Posted by: Tammy Stickers | Sep 15, 2007 5:48:11 PM
Consider this hypothetical scenario:
Suppose the US government had their act together and had got their hands on Muhammed Atta before 9/11 but he refused under questioning to give the names and locations of his co-hijackers or which flights they intended to hijack? Are you suggesting that the application of high voltage cables to his testicles or pulling a few of his teeth out with a pair of pliers to make him sing would be unjustified?
Posted by: Richard | Sep 15, 2007 6:10:45 PM
In a "ticking bomb" scenario it is extremely irresponsible & childish not to use a very effective interrogation tool like waterboarding in he hands interrogation experts. One can see this childishness in Sen. McCain who argues against torture like a ten year old saying that it would encourage our enemies to use it on us – as if our enemies don’t already mutilate & kill for information without hesitation. Some people cannot endure to leave childhood!
Posted by: Fred M | Sep 16, 2007 10:13:39 AM
Gogi wrote, "I have no problems with waterboarding. If we gain any little bit of intelligence through this process, I am all for it."
Posted by: cowbot | Sep 16, 2007 10:24:42 AM
Why is it that every time an article about subjects such as "waterboarding" which does not harm the subject in any way, and is very effective, all the KOOKs come out in droves?
Apparently, few of those making comments read the other article on ABCNews about "waterboarding" which contains the following:
"Then [After waterboarding for two minutes] he [Khalid Sheikh Mohammed, mastermind of the 9/11 operation ]started talking, and he never stopped," this former officer said.
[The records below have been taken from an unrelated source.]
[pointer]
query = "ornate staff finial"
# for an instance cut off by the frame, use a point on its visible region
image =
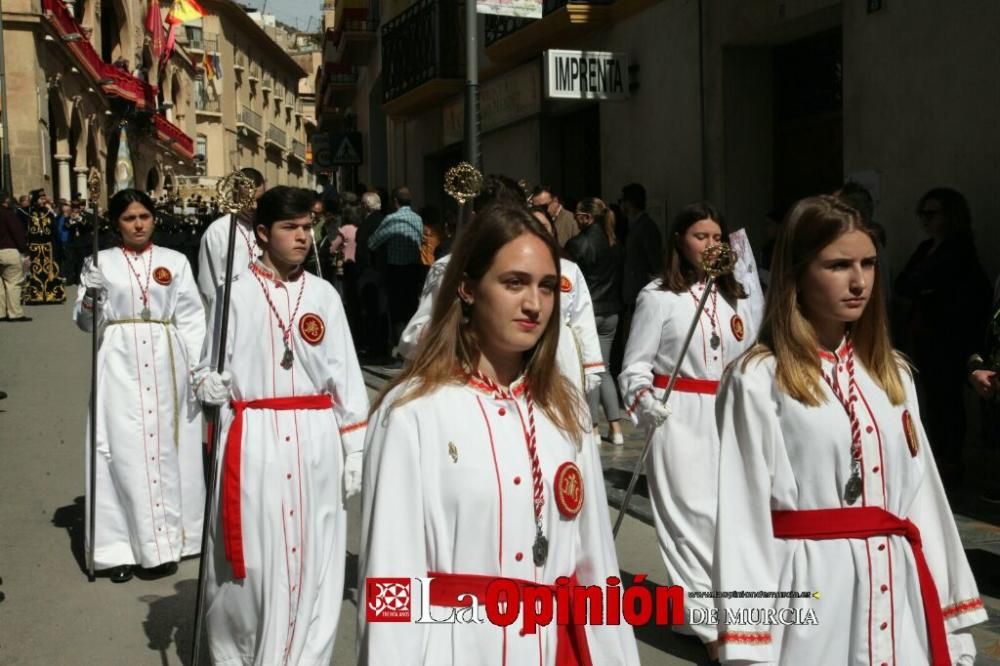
(717, 260)
(463, 182)
(236, 192)
(94, 185)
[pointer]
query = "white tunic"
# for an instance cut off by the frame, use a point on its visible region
(683, 462)
(212, 256)
(778, 454)
(448, 488)
(286, 609)
(150, 483)
(579, 350)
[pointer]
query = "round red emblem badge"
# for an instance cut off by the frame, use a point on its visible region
(910, 430)
(738, 329)
(162, 275)
(569, 489)
(311, 328)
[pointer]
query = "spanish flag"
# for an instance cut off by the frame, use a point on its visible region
(184, 11)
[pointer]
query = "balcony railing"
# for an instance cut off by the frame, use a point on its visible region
(251, 119)
(208, 43)
(498, 27)
(277, 136)
(204, 104)
(179, 142)
(113, 81)
(421, 44)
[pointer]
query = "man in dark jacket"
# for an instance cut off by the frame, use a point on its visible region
(644, 247)
(13, 247)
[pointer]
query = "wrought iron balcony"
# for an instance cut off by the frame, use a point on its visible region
(113, 81)
(276, 136)
(207, 42)
(179, 142)
(251, 120)
(202, 104)
(422, 44)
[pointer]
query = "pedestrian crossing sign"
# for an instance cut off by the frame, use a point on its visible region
(346, 148)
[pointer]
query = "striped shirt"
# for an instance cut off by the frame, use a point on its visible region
(402, 233)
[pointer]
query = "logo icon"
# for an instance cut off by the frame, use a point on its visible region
(162, 275)
(387, 599)
(736, 323)
(311, 328)
(569, 490)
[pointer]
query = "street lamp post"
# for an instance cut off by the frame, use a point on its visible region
(8, 184)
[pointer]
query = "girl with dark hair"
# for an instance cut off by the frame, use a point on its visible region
(949, 304)
(292, 431)
(478, 468)
(150, 483)
(826, 482)
(683, 462)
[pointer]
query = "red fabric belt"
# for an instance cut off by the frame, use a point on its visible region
(232, 528)
(864, 523)
(687, 384)
(571, 639)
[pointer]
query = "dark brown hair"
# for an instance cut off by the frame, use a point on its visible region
(447, 347)
(678, 273)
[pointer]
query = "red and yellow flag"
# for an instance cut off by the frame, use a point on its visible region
(184, 11)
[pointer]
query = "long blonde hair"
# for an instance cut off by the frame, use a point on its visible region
(811, 225)
(448, 347)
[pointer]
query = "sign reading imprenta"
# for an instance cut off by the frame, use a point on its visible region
(586, 75)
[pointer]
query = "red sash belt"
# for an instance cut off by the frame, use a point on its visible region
(571, 639)
(687, 384)
(232, 529)
(864, 523)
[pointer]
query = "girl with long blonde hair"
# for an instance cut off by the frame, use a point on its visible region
(826, 482)
(476, 467)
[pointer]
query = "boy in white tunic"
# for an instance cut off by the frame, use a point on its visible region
(150, 483)
(826, 480)
(683, 465)
(215, 240)
(292, 446)
(465, 457)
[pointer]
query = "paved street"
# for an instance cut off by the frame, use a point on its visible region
(52, 616)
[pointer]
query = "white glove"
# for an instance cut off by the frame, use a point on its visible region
(92, 278)
(214, 388)
(591, 381)
(352, 474)
(653, 412)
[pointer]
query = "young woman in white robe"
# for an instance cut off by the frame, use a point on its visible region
(826, 481)
(291, 446)
(683, 463)
(150, 484)
(463, 453)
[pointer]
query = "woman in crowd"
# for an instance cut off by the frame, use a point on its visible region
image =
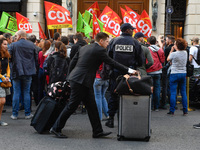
(4, 74)
(100, 88)
(178, 74)
(57, 63)
(41, 78)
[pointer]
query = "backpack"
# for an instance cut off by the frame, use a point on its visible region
(105, 72)
(198, 55)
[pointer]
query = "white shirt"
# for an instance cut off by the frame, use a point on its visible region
(193, 52)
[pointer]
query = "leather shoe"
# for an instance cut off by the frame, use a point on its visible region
(58, 134)
(101, 134)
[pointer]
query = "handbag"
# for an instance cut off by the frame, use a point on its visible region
(5, 85)
(190, 69)
(134, 85)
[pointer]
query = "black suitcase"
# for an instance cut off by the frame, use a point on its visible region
(134, 118)
(46, 114)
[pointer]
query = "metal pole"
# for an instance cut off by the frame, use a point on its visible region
(168, 20)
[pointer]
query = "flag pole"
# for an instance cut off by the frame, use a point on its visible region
(49, 34)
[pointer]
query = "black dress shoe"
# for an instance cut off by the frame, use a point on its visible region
(58, 134)
(101, 134)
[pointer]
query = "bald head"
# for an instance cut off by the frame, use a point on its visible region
(20, 34)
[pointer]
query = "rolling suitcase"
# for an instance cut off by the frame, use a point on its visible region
(134, 117)
(46, 114)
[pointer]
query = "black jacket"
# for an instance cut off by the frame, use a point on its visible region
(76, 47)
(57, 68)
(126, 50)
(87, 60)
(23, 57)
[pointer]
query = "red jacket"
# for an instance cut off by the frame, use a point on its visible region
(157, 65)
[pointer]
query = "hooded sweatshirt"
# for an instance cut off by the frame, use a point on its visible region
(158, 58)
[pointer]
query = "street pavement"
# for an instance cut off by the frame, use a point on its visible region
(168, 133)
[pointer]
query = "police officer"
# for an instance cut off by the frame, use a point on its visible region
(127, 51)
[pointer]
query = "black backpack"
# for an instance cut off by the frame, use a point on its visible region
(198, 56)
(105, 72)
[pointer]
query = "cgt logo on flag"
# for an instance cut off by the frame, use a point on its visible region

KSM was never water-boarded again, and in hours and hours of conversation with his interrogators, often over a cup of tea, he poured out his soul and the murderous deeds he committed.
Well it worked, so lets stop it - that may make sense to you KOOKs but my grandchildren mean more to me than the comfort of some Islamic terrorist bent on klling them.
Posted by: TheOldTrooper | Sep 16, 2007 10:44:18 AM
I'm ashamed that my country has resorted to torture and sad that so many people can't see what we've become. Our children want and need parents with courage who will take great risks for worthy ends, not cowards who will do anything to save themselves or their kids or even just their lifestyles.
Posted by: Andy | Sep 16, 2007 12:00:49 PM
Continue eviscerating our defense agencies, and you will get what you deserve. Jimmy the peanut farmer did it and now asks "How come the CIA did not stop 9/11?" Because you cut their budget, humiliated their best people, and allowed churchladies define their procedures. Duh!